What you do with the generated lexer and parser is up to you. Our main objective is to translate the generated parse tree into an object hierarchy compatible with the existing code base. To achieve this, we use the generated lexer, parser and visitor, as the code snippet below alludes.

package com.steadybit.ql;
import com.steadybit.ql.model.Clause;
import org.antlr.v4.runtime.CharStreams;
import org.antlr.v4.runtime.CommonTokenStream;

private QueryLanguageParser toParser(String query) {
  var input = CharStreams.fromString(query);
  var errorListener = new ErrorListener();
  var lexer = new QueryLanguageLexer(input);
  lexer.addErrorListener(errorListener);
  var tokens = new CommonTokenStream(lexer);
  var parser = new QueryLanguageParser(tokens);

  // remove the default error to stderr listener
  parser.removeErrorListeners();
  parser.addErrorListener(errorListener);
  return parser;
}

public Clause toClause(String query) {
  return toParser(query)
          .topLevelQuery()
          .accept(new QueryToClauseTransformationVisitor());
}

Usage in JavaScript

The nice thing about the generated ANTLR code is the API similarity across languages. The JavaScript API and the generated code's usage are very similar to the Java variant. The following code snippet shows how you can combine the lexer, parser and visitor with the antlr4 module.

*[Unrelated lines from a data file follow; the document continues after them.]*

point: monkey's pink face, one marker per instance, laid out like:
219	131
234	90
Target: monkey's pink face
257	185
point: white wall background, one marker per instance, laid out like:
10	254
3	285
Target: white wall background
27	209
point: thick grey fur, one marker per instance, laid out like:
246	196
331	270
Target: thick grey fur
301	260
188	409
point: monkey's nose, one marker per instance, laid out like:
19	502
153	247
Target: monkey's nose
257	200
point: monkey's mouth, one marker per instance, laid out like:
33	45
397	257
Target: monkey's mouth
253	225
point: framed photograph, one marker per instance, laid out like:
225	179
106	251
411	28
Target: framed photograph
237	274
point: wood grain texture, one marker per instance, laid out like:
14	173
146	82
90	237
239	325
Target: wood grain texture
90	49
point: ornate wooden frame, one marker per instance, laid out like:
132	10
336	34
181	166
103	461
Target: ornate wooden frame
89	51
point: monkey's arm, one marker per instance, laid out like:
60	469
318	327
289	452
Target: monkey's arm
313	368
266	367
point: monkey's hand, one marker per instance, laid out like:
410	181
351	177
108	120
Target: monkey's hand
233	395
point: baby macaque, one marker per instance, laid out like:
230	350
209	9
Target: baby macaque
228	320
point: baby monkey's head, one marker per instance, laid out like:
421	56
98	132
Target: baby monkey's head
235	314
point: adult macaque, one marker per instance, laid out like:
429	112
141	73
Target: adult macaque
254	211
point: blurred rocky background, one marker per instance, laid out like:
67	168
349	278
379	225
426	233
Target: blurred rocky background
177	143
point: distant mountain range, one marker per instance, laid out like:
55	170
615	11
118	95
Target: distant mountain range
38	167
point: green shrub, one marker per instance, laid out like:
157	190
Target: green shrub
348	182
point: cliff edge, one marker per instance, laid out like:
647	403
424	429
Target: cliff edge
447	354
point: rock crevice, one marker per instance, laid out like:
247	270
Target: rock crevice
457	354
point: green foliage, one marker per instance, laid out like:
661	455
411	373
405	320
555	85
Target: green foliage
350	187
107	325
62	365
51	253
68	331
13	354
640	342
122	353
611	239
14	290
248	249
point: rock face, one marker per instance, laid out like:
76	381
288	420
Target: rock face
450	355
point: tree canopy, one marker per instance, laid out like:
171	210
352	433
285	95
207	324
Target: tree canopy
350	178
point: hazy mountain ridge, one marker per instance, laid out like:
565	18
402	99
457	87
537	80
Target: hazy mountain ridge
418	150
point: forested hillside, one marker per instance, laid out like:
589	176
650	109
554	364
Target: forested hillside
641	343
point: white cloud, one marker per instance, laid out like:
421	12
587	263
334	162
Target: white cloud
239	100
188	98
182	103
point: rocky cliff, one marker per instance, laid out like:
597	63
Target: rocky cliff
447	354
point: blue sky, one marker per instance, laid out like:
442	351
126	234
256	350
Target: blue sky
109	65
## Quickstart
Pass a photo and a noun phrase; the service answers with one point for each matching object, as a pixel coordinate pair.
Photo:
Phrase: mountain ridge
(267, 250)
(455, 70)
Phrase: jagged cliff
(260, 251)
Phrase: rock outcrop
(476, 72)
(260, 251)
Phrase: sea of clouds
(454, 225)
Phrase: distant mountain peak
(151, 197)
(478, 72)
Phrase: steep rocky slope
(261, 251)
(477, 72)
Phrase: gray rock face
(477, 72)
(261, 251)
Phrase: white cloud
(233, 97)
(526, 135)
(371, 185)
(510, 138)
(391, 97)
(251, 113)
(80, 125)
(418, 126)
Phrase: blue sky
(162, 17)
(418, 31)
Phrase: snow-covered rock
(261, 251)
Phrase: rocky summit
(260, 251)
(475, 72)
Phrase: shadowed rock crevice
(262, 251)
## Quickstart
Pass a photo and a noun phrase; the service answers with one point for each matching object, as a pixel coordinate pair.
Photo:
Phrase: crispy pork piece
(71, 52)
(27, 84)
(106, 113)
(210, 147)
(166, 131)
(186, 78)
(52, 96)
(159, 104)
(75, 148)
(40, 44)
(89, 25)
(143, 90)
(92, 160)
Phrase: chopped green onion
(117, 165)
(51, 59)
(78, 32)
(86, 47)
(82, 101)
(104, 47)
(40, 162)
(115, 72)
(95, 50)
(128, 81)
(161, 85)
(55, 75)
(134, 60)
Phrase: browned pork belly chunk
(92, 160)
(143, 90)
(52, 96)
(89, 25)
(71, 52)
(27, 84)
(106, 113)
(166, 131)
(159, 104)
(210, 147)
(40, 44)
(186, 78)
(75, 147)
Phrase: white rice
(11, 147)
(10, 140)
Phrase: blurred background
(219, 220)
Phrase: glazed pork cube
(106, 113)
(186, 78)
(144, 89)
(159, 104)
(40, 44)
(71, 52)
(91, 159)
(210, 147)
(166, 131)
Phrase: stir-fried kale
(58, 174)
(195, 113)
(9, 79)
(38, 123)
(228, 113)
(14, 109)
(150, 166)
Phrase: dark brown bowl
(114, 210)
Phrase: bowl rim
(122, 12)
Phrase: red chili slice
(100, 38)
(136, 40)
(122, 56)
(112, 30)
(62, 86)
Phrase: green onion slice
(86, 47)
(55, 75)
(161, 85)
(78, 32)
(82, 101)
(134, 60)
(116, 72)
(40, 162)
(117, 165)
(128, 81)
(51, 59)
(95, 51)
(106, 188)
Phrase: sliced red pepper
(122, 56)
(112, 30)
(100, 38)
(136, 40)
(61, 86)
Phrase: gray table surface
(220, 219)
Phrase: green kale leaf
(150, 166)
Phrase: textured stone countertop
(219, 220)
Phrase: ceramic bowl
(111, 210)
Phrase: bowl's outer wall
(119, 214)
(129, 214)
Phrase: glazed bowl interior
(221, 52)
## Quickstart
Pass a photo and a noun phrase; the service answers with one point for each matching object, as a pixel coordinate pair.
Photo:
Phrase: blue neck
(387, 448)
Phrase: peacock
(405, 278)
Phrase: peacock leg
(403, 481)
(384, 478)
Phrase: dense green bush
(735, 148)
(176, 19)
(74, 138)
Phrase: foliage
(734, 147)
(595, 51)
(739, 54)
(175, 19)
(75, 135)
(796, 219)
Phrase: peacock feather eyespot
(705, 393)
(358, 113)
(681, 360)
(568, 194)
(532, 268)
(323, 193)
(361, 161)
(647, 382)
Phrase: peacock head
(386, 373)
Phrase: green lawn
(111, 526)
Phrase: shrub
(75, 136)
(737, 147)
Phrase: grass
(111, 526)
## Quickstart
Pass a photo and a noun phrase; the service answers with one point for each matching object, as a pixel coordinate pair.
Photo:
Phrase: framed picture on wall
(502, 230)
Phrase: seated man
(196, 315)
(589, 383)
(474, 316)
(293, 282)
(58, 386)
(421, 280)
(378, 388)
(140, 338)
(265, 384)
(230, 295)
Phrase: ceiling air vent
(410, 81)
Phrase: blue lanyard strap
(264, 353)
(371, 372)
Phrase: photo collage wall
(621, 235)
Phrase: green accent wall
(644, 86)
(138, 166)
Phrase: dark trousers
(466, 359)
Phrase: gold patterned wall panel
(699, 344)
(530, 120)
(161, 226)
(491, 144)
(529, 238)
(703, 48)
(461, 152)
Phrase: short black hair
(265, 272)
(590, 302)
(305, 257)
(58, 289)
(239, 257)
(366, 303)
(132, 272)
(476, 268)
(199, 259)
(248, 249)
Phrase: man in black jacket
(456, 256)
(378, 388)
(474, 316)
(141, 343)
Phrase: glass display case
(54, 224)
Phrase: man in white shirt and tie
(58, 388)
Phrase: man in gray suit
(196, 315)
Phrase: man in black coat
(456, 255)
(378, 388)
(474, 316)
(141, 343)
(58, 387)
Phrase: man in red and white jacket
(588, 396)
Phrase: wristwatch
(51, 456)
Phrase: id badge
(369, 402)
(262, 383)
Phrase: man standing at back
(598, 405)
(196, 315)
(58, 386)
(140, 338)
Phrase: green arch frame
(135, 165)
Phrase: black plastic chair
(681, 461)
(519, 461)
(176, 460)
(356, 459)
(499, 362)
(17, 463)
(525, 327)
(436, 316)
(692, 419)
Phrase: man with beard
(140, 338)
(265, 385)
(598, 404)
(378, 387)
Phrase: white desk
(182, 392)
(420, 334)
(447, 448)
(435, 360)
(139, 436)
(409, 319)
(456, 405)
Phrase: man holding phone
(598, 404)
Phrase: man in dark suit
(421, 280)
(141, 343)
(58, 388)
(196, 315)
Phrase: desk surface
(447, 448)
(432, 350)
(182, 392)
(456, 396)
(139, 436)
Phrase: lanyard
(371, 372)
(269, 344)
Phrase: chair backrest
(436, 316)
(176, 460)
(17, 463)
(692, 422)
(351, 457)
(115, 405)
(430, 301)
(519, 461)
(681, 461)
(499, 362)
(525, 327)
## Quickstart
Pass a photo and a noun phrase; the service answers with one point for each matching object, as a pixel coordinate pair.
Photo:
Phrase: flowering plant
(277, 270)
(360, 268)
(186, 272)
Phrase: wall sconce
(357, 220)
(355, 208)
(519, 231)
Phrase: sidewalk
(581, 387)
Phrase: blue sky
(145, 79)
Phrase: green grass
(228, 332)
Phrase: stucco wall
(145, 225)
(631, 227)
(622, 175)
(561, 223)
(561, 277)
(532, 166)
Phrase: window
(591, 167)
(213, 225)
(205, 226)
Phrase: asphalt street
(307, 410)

import antlr4 from "antlr4";
import QueryLanguageParser from "./generated/QueryLanguageParser";
import { QueryLanguageToTargetPredicateVisitor } from "./visitor";
import QueryLanguageLexer from "./generated/QueryLanguageLexer";
import { QueryLanguageErrorListener } from "./errorListener";
import { isParsingError, ParsingResult } from "./types";
export function toTargetPredicate(input: string): ParsingResult {
  try {
    const chars = new antlr4.InputStream(input);
    const lexer = new QueryLanguageLexer(chars);
    lexer.addErrorListener(new QueryLanguageErrorListener());
    const tokens = new antlr4.CommonTokenStream(lexer);
    const parser = new QueryLanguageParser(tokens);
    parser.buildParseTrees = true;
    // remove the default error to console.error listener
    parser.removeErrorListeners();
    parser.addErrorListener(new QueryLanguageErrorListener());
    const tree = parser.topLevelQuery();
    return (
      tree.accept(new QueryLanguageToTargetPredicateVisitor()) ?? {
        operator: "AND",
        predicates: [],
      }
    );
  } catch (e) {
    if (isParsingError(e)) {
      return e;
    } else {
      return {
        message: e.message,
        line: 1,
        column: 1,
      };
    }
  }
}

Conclusion

We saw how an existing query language could be used as a starting point for a new query language using ANTLR. This exercise results in a query language with parsers in both Java and JavaScript. This query language is now ready to be integrated with the rest of the product.

In a future article, we will dive deeper into the JavaScript parser usage, specifically how we integrated the parser with the Monaco editor!